A trágica morte de Eduardo Campos, ex-deputado federal, ex-ministro de Estado, ex-governador de Pernambuco e que postulava à Presidência da República, priva o Brasil da experiência de um jovem político (tinha apenas 49 anos), que tinha no nacionalismo e no desenvolvimentismo suas principais bandeiras. Duas trágicas coincidências: ele morreu no mesmo dia do seu avô, Miguel Arraes; e não foi o primeiro político pernambucano nacionalista e esperança de renovação da esquerda a falecer tragicamente em um acidente de avião.
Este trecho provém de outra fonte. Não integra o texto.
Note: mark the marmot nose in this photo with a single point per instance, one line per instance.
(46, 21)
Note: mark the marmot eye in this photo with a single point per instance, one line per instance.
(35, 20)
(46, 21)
Companheiro de seu avô, Miguel Arraes, o senador e então Ministro da Reforma Agrária, Marcos Freire, morreu quando a aeronave em que estava explodiu logo após a decolagem, em oito de setembro de 1987, no sul do Pará. A morte de Campos frustrou aquela parcela do eleitorado que queria sair da dicotomia PT/PSDB.
A diretoria da AEPET externa seu mais profundo pesar à família e aos seus correligionários. E espera que os princípios preconizados por Campos na defesa da soberania nacional estejam em primeiro plano nas propostas dos candidatos à presidência.